Le titre évoque la chaleur d'un foyer, la tendresse entre un parent et son enfant.
Nous pensons inconsciemment à la chanson d'Henri Salvador.
Le bébé est mort.
Un première phrase comme un coup de couteau.
L'argument de ce roman de Leïla Slimani est connu.
Une nounou tue les enfants dont elle a la garde.
Comment en sommes-nous arrivé là ?
C'est ce que l'auteure nous raconte.
Elle nous présente Myriam et Paul, jeune couple parisien. Il est ingénieur du son. Elle est avocate, mais n'a jamais exercé. Elle a obtenu son diplôme quelques jours avant de donner naissance à Milla, leur premier enfant.
Puis vint Adam.
Myriam se rêvait mère épanouie et working girl.
Elle dépérit, coincée dans une maternité qui lui donne l'impression de disparaître. Jusqu'à ce qu'elle ait l'opportunité de se faire engager par un ami. Elle veut travailler.
Il faut trouver une nounou.
Ce sera Louise, une femme discrète et effacée, chaudement recommandée par ses anciens employeurs. Ils auraient presque fait un enfant de plus pour pouvoir la garder, disent-ils.
Dès les premiers jours, Louise est adoptée par les enfants.
Elle s'installe dans la vie de ce couple.
Elle devient indispensable.
Et pourtant, au fil des pages, il est difficile de ne pas voir les failles qui se creusent.
Beaucoup parlent de ce livre en y insistant sur la folie qui progresse en Louise.
J'y vois surtout une livre politique qui déconstruit une image sociale et critique la position de la femme dans la société.
Ce livre, c'est presqu'autant l'histoire de Louise que celle de Myriam.

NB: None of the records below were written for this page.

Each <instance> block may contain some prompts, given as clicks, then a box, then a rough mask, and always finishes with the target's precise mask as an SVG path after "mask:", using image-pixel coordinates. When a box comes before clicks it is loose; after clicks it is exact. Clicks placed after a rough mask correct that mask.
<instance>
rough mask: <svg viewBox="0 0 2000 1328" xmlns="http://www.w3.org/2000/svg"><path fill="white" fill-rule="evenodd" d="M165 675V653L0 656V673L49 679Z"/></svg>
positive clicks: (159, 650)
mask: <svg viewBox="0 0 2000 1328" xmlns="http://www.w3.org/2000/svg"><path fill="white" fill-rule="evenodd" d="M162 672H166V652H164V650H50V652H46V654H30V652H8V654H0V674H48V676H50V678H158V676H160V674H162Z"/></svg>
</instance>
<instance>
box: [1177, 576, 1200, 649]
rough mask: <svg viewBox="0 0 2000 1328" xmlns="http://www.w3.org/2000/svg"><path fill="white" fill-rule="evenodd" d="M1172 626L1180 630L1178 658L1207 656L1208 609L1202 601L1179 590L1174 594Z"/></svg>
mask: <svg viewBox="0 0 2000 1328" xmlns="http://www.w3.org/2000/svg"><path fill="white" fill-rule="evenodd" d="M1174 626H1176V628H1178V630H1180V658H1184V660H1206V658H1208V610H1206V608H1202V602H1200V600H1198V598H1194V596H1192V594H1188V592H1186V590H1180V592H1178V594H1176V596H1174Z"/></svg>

Myriam, d'origine maghrébine, qui, lorsqu'elle pousse la porte d'une agence de garde d'enfant, est considérée par défaut comme venant proposer sa candidature comme nounou et pas comme une mère qui veut en engager une.
Myriam qui doit céder à l'injonction d'une maternité heureuse et épanouissante alors qu'elle veut autre chose.
Mais Myriam est une capitaliste comme les autres.
Dans les relations qu'elle et Paul tissent avec Louise, derrière cette bienveillance, cette familiarité qui leur font parler de "leur nounou" comme s'il s'agissait d'un objet, nous sentons une forme de violence sociale qui s'inscrit. Une barrière invisible qui fait de Louise un membre de la famille, qu'on exhibe et qu'on flatte comme une bête de foire.
Notre Louise est une perle, tout le monde nous l'envie.
Louise qui s'occupe de tout, qui cuisine pour les invités et que l'on convie parfois à se joindre à eux.
Louise qui reste parfois la nuit pour permettre aux parents de sortir sans crainte.
Louise qui se dilue lentement au sein de cette famille, remplit les vides. Elle n'existe plus que par sa fonction.
Elle est la nounou.
Et elle récolte le mépris un peu paternaliste de ses patrons.
Une des scènes les plus intrigantes se passe lors de vacances "en famille". Louise ne sait pas nager. Paul se met en tête de lui apprendre et découvre un peu malgré lui que cette femme discrète et austère possède un corps qui peut être désirable. Cela ne dure que quelques phrases, mais elles accentuent un rapport aliénant entre le couple et la nounou. Elle n'est pas une personne. Elle n'est qu'une employée. Un objet asexué et utile.
Cette aliénation rentre en résonance avec la folie latente de Louise.
Cette folie, cause ou conséquence d'une vie marquée par l'humiliation.
Ainsi l'un des derniers chapitres, l'un des rares consacré à la fille de Louise, parfois citée mais grande absente de ce livre.
Louise évoque parfois le Stevens des Vestiges du Jour. Ce majordome impeccable tellement obnubilé par sa mission qu'il en devient aveugle à ce qui se déroule sous ses yeux.
Stevens en nourrira (peut-être) quelques regrets sur le tard.
Pour Louise, ce sera très différent.
Une chanson douce est un très grand livre, qui confirme tout le bien que j'avais pensé de Dans le jardin de l'ogre. Mais un livre violent et dérangeant qui peut choquer, il faut en être conscient.